「iPhone8」は、グラフィックス処理性能が大幅に進化する可能性があります。iPhoneシリーズにGPUを供給している英Imagination Technologiesが、PowerVR Furianアーキテクチャの性能向上版を発表しました。

「iPhone8」でのARや顔認証の実現に重要なGPU

新たに発表されたGPUは、処理性能を示すGFLOPSは35%向上、命令処理能力を示す入出力密度は80%も向上しており、2017年中盤に新アーキテクチャを採用した製品が発表される予定です。
 
Appleのティム・クックCEOは最近、仮想現実(VR)よりも拡張現実(AR)に強い関心を示す発言を繰り返していることから、「iPhone8」にAR技術を活用した機能が搭載される可能性はありそうです。
 
また、KGI証券の著名アナリスト、ミンチー・クオ氏が「iPhone8」はフロントにデュアルカメラを搭載し顔認証を行なうと予測しているほか、Appleが顔認識技術に強みを持つRealFaceを買収しており、顔認識の精度向上に関する特許を申請していることから、顔認証の搭載も有力視されています。
 
これらの新機能を実現するために、新しいPowerVR Furianアーキテクチャは重要な役割を果たすとみられます。

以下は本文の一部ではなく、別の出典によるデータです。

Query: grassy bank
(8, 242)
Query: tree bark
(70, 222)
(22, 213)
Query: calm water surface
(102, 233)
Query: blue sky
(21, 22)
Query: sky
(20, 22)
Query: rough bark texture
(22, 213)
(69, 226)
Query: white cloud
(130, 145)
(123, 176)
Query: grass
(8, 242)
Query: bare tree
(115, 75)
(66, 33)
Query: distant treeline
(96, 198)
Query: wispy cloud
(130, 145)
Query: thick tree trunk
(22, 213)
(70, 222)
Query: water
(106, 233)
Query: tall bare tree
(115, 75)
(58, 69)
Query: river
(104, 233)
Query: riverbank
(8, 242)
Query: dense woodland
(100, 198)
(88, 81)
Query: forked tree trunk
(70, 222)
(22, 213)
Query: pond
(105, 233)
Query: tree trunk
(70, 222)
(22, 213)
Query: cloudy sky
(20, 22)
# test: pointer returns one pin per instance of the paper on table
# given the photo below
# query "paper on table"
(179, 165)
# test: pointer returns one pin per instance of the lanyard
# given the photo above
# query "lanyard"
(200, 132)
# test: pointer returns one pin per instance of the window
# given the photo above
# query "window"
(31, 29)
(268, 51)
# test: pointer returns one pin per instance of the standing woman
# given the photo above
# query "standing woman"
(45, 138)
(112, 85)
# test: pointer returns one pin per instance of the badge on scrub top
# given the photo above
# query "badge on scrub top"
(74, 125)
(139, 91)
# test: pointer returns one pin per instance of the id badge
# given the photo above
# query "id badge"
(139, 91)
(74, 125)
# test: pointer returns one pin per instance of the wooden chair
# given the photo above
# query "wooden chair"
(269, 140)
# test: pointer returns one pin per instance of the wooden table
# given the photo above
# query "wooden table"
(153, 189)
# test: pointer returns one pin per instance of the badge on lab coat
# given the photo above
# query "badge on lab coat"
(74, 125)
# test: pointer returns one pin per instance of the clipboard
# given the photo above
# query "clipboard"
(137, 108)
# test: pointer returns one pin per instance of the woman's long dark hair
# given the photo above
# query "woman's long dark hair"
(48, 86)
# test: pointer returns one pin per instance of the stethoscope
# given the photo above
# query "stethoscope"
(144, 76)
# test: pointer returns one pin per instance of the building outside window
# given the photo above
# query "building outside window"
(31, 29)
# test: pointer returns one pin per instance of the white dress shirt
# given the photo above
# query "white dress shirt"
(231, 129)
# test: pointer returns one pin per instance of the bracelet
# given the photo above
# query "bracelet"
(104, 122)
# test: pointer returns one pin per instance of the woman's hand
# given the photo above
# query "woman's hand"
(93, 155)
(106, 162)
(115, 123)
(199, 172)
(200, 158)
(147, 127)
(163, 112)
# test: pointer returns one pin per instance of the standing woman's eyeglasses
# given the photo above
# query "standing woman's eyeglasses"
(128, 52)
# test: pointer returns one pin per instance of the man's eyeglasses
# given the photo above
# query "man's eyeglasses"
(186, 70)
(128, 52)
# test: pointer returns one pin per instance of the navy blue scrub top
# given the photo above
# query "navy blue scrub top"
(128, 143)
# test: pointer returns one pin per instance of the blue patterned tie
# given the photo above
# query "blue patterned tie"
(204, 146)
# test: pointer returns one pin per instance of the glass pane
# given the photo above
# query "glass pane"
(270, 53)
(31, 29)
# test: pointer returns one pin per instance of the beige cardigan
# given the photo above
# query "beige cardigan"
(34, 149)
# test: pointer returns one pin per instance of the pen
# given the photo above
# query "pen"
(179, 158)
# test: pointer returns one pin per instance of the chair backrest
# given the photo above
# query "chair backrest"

iPhone7/7 PlusにもGPUを供給の一方でAppleへの身売り説も

Imagination Technologiesは、初代iPhoneからGPUを供給している有力サプライヤーで、最新モデルiPhone7/7 Plusにも、PowerVRのカスタマイズ版GPUが搭載されています。
 
しかし、Appleへの依存度が高いことが災いし、昨年3月にはiPhone出荷台数低迷による業績悪化のため社員350名を解雇する大規模リストラを行ったほか、AppleはImagination Technologiesから経営陣を含む人材を多く引き抜いており、同社を買収しGPUを自社開発する計画があるのではないか、とも報じられています。